Il m’apparaît opportun, avec tout ce qui se lit et se vit ces semaines-ci au Québec, de donner un petit cours d’attroupement 101.
La Charte canadienne des droits et libertés protège la liberté d’association ainsi que la liberté de conscience, d’opinion et d’expression*.
Dans cette optique, la manifestation, en tant que rassemblement d’opinion et d’expression, est légale. Ce qui est illégal, c’est la forme que peut prendre la manifestation, ce qu’elle peut devenir.
Attroupement et émeute
Ainsi, le Code criminel prévoit les infractions d’attroupement illégal et d’émeute. Ces deux crimes, c’est l’œuf et la poule: L’attroupement illégal est un regroupement de trois personnes ou plus qui, par leur attitude tumultueuse, font craindre l’émeute et l’émeute, c’est un attroupement illégal qui a commencé à troubler la paix tumultueusement.

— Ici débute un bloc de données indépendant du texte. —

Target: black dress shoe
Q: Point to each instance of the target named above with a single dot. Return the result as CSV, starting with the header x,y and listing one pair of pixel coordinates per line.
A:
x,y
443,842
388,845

L’attroupement illégal est poursuivi par voie sommaire seulement et donc punissable d'un maximum de 2000$ d'amende et six mois de prison. L’émeutier, pour sa part, ne peut pas recevoir un peine supérieure à 2 ans de prison.
Tout ça pour dire que ce n’est jamais la manifestation qui est illégale, contrairement à ce qu’on a pu entendre aux infos cette semaine : c’est l’émeute qu’elle semble devenir, ou qu’elle est devenue.
Méfait
Évidemment, un acte de vandalisme est toujours un méfait, qu’il soit commis pendant une manifestation ou autrement.
Le méfait peut mériter des sanctions très variables selon la gravité des gestes et des conséquences de ceux-ci. Il est clair que d’égratigner une boîte à lettres ne mènera pas le délinquant en prison, alors que le fait de faire exploser un building en ayant mis la vie de dizaines de personne en danger débouchera sans doute sur une période de réclusion.
Déguisement
Le droit canadien prohibe aussi le déguisement dans un dessein criminel. C’est l’article 351 (2) du Code. Ce qui ne veut pas dire que quiconque manifeste masqué commet un acte criminel. On pourrait imaginer le jeune qui se voile le visage non pas en vue de commettre un crime mais simplement dans le but de ne pas se retrouver «fiché» dans les dossiers policiers. On peut aussi imaginer un citoyen qui porte en guise de masque le visage d’un politicien. On peut encore imaginer une manifestation de femmes portant la burqa…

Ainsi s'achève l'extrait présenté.